There’s a perilous misperception that central bankers have mitigated market risk. They have instead grossly inflated myriad risks – market, financial, economic, social and geopolitical. As for market risk, Trillions were enticed to global risk markets under false premises and pretense – certainly including specious central bank assurances. And there is the multi-hundreds of Trillions global derivative marketplace that operates under the presumption of liquid and continuous markets. Importantly, central bank manipulation – of market prices and perceptions – fomented the type of excesses that virtually ensures a crisis of confidence.

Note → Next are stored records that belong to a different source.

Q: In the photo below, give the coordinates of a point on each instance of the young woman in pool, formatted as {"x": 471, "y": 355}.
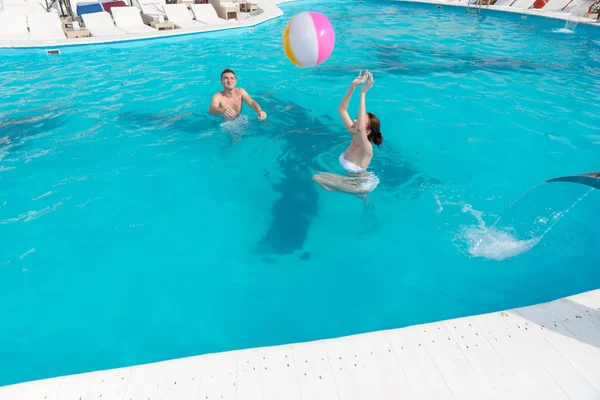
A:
{"x": 355, "y": 160}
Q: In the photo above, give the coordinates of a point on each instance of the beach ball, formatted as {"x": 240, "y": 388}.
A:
{"x": 308, "y": 39}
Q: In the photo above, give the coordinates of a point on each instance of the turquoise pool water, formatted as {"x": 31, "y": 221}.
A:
{"x": 136, "y": 228}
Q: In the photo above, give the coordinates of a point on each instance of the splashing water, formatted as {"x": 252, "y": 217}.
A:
{"x": 563, "y": 30}
{"x": 500, "y": 243}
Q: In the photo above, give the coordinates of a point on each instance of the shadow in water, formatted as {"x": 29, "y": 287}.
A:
{"x": 14, "y": 132}
{"x": 304, "y": 139}
{"x": 391, "y": 59}
{"x": 188, "y": 122}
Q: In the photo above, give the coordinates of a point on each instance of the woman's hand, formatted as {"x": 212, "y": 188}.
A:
{"x": 360, "y": 79}
{"x": 368, "y": 84}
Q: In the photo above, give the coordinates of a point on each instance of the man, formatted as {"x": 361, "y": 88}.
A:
{"x": 229, "y": 101}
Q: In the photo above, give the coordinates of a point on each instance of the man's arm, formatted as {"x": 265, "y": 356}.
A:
{"x": 253, "y": 104}
{"x": 215, "y": 105}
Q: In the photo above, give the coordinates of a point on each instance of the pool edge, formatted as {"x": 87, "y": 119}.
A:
{"x": 409, "y": 359}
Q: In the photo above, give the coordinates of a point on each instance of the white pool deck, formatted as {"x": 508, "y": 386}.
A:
{"x": 562, "y": 15}
{"x": 545, "y": 351}
{"x": 268, "y": 10}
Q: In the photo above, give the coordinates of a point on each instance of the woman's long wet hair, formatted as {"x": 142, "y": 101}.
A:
{"x": 374, "y": 125}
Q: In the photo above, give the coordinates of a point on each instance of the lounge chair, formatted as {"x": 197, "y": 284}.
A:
{"x": 101, "y": 24}
{"x": 45, "y": 26}
{"x": 181, "y": 16}
{"x": 522, "y": 4}
{"x": 13, "y": 26}
{"x": 503, "y": 3}
{"x": 225, "y": 9}
{"x": 88, "y": 8}
{"x": 206, "y": 13}
{"x": 152, "y": 10}
{"x": 109, "y": 5}
{"x": 130, "y": 20}
{"x": 556, "y": 5}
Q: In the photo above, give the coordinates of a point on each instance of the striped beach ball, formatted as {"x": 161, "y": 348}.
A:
{"x": 308, "y": 39}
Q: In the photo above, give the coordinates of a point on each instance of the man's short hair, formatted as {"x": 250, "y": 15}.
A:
{"x": 226, "y": 71}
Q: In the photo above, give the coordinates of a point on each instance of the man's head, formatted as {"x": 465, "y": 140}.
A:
{"x": 228, "y": 79}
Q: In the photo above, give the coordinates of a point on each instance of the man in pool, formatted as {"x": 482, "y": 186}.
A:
{"x": 228, "y": 103}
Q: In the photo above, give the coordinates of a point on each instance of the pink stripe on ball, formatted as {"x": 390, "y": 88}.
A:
{"x": 325, "y": 35}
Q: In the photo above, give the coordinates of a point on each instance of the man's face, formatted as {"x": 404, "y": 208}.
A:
{"x": 228, "y": 80}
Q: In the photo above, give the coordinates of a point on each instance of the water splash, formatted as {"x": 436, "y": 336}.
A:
{"x": 498, "y": 242}
{"x": 563, "y": 30}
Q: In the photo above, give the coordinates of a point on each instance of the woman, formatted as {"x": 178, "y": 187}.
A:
{"x": 355, "y": 160}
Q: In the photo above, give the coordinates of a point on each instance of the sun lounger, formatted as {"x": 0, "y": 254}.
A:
{"x": 13, "y": 26}
{"x": 503, "y": 3}
{"x": 130, "y": 20}
{"x": 45, "y": 26}
{"x": 88, "y": 8}
{"x": 101, "y": 24}
{"x": 152, "y": 10}
{"x": 109, "y": 5}
{"x": 181, "y": 16}
{"x": 206, "y": 13}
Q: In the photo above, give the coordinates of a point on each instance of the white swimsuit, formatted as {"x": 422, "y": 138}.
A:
{"x": 350, "y": 166}
{"x": 368, "y": 181}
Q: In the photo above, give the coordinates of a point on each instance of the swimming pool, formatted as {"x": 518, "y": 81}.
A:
{"x": 136, "y": 228}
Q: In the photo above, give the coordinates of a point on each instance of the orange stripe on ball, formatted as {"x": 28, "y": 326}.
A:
{"x": 287, "y": 49}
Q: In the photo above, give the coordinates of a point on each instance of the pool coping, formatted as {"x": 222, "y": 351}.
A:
{"x": 560, "y": 15}
{"x": 549, "y": 350}
{"x": 270, "y": 11}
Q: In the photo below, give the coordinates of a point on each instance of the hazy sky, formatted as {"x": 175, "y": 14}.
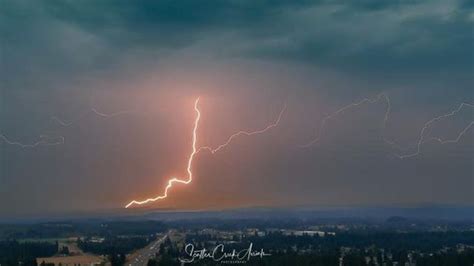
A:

Individuals can hedge market risk. The broader marketplace, however, cannot effectively hedge market risk. There is simply no one with the wherewithal to shoulder the market attempting to offload risk. Yet central bankers have convinced the marketplace that so “whatever it takes” includes a promise of market liquidity. And this perception of boundless liquidity has ensured a booming derivatives “insurance” marketplace.
There’s a crisis scenario that’s not far-fetched at this point. Fear that global policymakers are losing control spurs risk aversion. The sophisticated leveraged players panic as markets turn illiquid. The Trillion-dollar trend-following and performance-chasing Crowd sees things turning south. Worse still, illiquidity hits confidence in the ability of derivative markets to operate orderly. In short order securities liquidations and derivative-related selling completely overwhelm the market.
It’s back to a momentous flaw in contemporary finance: Markets do not have the capacity to hedge market risk. Indeed, the perception that risks can easily be offloaded through derivative “insurance” has been instrumental in promoting risk-taking. Never have markets carried so much risk. And never have markets been as vulnerable to an abrupt change in perceptions with regard to central banker competence, effectiveness and capabilities.
A Friday morning Bloomberg article was appropriately headlined “It’s been a Terrible Week for the Credit Market,” included a series of notable paragraph subtitles: “It started in high yield…”, “Glencore made it worse…”; “Then the quarter ended on a down note…”; “And attention turned to investment grade…”; “The pain intensified…”; “What happens next.” A Friday afternoon Bloomberg headline read “Credit Investors Bolt Party as Economy Fears Trump Low Rates.” According to Bloomberg, the average junk bond yield this week surged 40 bps to 8.30%, with Q3 junk bond losses the second-worst quarter going back to 2009. This week also saw investment-grade CDS jump to a more than two-year high.
It’s worth noting that the markets were (again) at the brink of disorderly in early Friday trading. “Risk off” saw stocks under significant pressure. The dollar/yen traded to 118.68, near August panic lows, before rallying back above 120 late in the day. Despite bouncing 4.1% off of Friday morning trading lows, bank stocks ended the week down 1.5%. Underperforming ominously, the 3.8% rally from Friday’s lows still left the Securities Broker/Dealers down 3.1% for the week. Earlier in the week, Glencore worries spurred the first serious “counter-party” concerns in awhile.
October 2 – Reuters (Christopher Condon Craig Torres): “Federal Reserve Vice Chairman Stanley Fischer said he doesn’t see immediate risks of financial bubbles in the U.S., while raising concerns that the central bank’s policy tool kit is limited and untested. ‘Banks are well capitalized and have sizable liquidity buffers, the housing market is not overheated and borrowing by households and businesses has only begun to pick up after years of decline or very slow growth,’ Fischer said… Still, he warned that ‘potential shifts of activity away from more regulated to less regulated institutions could lead to new risks.’ Created a century ago in response to recurring banking crises, the Fed has taken a renewed interest in identifying potential systemic financial threats since the global meltdown of 2008-09…”
Today’s paramount systemic financial threat is not new. Risk is now high for a disorderly – Party Crashing – “run” on financial markets. At the minimum, global markets will function poorly as faith in central banking begins to wane.